Not long after the episode of the big Mako, My wife Maia and I had the incredible luck to be able to join two of our great friends, Terry and Jean Mathews, for a 9 day live-aboard trip out of Cairns, in North Queensland. This is almost certainly the best destination in the World for big Black Marlin, and I greatly wanted to see from the experts, just how to handle really big fish. I was not disappointed !Right from the start, we had incredible action, and I don’t think we had a single day without almost constant excitement. our skipper was the legendary Charlie Chambers, who had been Max Lawson’s captain for 12 years, and Bob Dyer’s skipper for another 17 years. Charlie was one of the World’s top skippers of his day. The two ‘deckies’, Maurie and Tim, were great guys, and the whole trip was a real fun adventure, full of laughs and excitement.

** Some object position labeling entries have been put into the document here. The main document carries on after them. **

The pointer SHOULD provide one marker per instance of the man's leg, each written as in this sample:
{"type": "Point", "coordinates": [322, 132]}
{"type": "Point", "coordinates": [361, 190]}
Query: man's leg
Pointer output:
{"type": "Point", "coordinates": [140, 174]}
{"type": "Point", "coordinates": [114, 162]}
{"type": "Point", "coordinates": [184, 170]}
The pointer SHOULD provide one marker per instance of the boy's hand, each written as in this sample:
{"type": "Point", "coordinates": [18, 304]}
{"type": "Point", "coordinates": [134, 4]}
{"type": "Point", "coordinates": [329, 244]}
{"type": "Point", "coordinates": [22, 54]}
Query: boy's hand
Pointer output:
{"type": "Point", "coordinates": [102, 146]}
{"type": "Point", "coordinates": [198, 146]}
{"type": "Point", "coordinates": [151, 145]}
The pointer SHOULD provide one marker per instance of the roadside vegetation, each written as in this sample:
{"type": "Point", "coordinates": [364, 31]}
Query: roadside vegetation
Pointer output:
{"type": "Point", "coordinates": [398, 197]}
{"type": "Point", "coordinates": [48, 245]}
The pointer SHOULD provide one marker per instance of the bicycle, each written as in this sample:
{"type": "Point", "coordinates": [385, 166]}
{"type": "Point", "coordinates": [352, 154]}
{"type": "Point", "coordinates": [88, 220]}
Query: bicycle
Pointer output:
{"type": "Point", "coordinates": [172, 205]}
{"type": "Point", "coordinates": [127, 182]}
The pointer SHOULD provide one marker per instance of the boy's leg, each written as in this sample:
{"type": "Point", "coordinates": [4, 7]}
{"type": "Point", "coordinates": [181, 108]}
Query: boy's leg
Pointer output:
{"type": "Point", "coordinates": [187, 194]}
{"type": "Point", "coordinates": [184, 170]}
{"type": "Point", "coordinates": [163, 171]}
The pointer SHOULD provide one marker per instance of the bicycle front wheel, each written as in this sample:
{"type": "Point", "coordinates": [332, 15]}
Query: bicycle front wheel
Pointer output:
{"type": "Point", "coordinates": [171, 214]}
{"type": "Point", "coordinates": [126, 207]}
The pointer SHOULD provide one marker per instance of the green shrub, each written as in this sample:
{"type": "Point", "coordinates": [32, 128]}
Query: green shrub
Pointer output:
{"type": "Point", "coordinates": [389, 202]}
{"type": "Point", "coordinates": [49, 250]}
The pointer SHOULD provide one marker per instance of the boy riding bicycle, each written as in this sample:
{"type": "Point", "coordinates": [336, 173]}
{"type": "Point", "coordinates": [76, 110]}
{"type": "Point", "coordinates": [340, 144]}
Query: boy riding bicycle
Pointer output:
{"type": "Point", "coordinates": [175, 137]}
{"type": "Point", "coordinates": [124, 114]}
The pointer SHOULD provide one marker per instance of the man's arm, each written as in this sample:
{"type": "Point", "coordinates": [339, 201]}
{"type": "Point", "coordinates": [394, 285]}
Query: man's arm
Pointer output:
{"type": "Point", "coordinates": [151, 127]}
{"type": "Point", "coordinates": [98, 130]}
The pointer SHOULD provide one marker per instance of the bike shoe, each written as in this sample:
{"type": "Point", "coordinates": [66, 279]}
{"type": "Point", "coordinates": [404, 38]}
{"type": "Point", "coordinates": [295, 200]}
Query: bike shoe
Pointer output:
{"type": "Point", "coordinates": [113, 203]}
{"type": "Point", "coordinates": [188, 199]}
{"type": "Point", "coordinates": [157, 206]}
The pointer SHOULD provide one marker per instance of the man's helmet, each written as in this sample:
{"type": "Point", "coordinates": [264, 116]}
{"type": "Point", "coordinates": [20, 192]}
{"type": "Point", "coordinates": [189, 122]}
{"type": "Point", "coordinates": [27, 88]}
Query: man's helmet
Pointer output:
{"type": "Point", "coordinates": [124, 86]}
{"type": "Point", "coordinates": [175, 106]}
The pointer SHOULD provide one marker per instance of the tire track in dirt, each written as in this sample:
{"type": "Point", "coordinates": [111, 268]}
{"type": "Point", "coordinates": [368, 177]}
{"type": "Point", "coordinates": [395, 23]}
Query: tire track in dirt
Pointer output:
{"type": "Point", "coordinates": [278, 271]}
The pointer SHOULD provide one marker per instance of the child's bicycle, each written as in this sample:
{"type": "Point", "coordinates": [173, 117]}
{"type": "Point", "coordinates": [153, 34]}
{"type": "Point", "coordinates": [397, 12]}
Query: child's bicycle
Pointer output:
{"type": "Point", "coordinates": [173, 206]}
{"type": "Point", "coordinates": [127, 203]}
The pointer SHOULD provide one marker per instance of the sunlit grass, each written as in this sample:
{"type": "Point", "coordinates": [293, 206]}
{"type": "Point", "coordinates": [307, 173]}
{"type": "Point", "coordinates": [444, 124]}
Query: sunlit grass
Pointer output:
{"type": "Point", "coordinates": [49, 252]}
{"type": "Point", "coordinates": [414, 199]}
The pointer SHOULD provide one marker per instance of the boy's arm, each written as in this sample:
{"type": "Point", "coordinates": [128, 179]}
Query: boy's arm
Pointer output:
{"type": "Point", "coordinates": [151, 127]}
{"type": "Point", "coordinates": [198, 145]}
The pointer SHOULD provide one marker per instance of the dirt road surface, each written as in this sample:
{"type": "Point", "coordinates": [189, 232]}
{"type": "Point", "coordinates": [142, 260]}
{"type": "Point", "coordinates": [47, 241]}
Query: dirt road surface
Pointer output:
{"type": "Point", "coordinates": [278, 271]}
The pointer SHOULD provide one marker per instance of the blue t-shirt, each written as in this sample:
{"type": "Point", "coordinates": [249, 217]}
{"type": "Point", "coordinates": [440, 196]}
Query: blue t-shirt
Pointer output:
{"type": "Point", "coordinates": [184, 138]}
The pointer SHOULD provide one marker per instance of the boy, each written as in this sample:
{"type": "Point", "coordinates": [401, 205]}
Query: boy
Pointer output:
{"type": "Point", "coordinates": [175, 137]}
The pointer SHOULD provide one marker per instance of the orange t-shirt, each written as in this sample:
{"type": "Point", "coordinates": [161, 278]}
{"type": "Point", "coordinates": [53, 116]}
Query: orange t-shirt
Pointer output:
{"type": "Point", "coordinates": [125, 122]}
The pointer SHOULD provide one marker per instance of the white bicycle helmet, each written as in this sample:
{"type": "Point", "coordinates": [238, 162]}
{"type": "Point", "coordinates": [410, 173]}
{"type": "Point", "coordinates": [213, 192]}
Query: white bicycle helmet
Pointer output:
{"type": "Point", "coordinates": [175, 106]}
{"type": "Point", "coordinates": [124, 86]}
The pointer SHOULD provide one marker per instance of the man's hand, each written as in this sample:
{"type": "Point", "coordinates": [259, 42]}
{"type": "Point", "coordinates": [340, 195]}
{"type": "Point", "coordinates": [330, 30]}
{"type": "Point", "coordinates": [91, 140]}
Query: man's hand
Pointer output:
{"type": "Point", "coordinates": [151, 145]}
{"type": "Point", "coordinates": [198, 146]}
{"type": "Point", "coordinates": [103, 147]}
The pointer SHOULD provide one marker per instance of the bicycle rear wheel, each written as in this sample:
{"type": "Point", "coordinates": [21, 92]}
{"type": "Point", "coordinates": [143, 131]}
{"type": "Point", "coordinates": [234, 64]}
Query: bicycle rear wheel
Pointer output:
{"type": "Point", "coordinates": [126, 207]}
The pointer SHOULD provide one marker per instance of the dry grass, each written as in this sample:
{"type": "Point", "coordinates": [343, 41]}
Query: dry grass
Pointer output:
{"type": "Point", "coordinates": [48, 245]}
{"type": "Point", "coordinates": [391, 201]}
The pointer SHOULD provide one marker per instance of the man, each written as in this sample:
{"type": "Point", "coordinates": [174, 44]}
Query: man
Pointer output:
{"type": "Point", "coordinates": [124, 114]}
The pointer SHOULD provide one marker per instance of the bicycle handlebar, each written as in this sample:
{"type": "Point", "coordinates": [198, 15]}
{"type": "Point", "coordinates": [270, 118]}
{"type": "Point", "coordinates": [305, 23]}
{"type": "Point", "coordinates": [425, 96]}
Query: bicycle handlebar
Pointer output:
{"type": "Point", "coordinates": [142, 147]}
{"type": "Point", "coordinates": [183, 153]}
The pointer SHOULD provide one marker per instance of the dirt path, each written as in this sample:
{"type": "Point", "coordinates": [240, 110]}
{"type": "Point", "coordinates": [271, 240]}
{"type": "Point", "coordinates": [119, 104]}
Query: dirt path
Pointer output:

I have never seen so many huge marlin as I saw on this trip. A grander was termed a ‘horse’ , and that what everyone hoped to get. If the fish was under 500 lbs it was called a ‘rat’ and not worthy of note, so every effort was made to get it up and release it without delay, so that the boat could go after a ‘decent’ fish !
We actually saw film star Lee Marvin catch three granders in four days,almost alongside us. He seemed to get a strike almost every time he passed us by, but we had fish up to an estimated 950 lbs, but the grander eluded us. No matter, we had the most incredible fishing, and in the 9 days, we tagged 17, and boated 2. I learned a lot from a World class crew, and for me this was the best thing I have ever done. The techniques and methods used in Cairns inspired me to modify and adapt our own techniques here, to good effect, enabling us to get big sharks as well as marlin here too.
Each evening we’d go in behind the reef to anchor for the night. Some of the reef gaps were narrow and in behind the reef were many ‘bommies’ (coral heads) so it was usually necessary to get in while it was light enough to see them. This is where I learned an interesting trick from Charlie.
One of the other boats had been fighting a fish into the dark, outside, and could not see his way in in the dark. we were already anchored behind the reef and Charlie was directing him in by radio. To do this, we used our radar to spot where the reef-break was. Charlie spread a sheet of tracing paper on the radar screen, and when a wave reared up to break on the reef, he would see a momentary spot of light reflected off the vertical face of the wave as it broke. He would mark each spot of light with a pencil, and after some time, the reef-break would become apparent, with no pencil marks there. He could then direct the incoming boat to enter through the unmarked channel !
This could be something worth remembering, for those who have radar.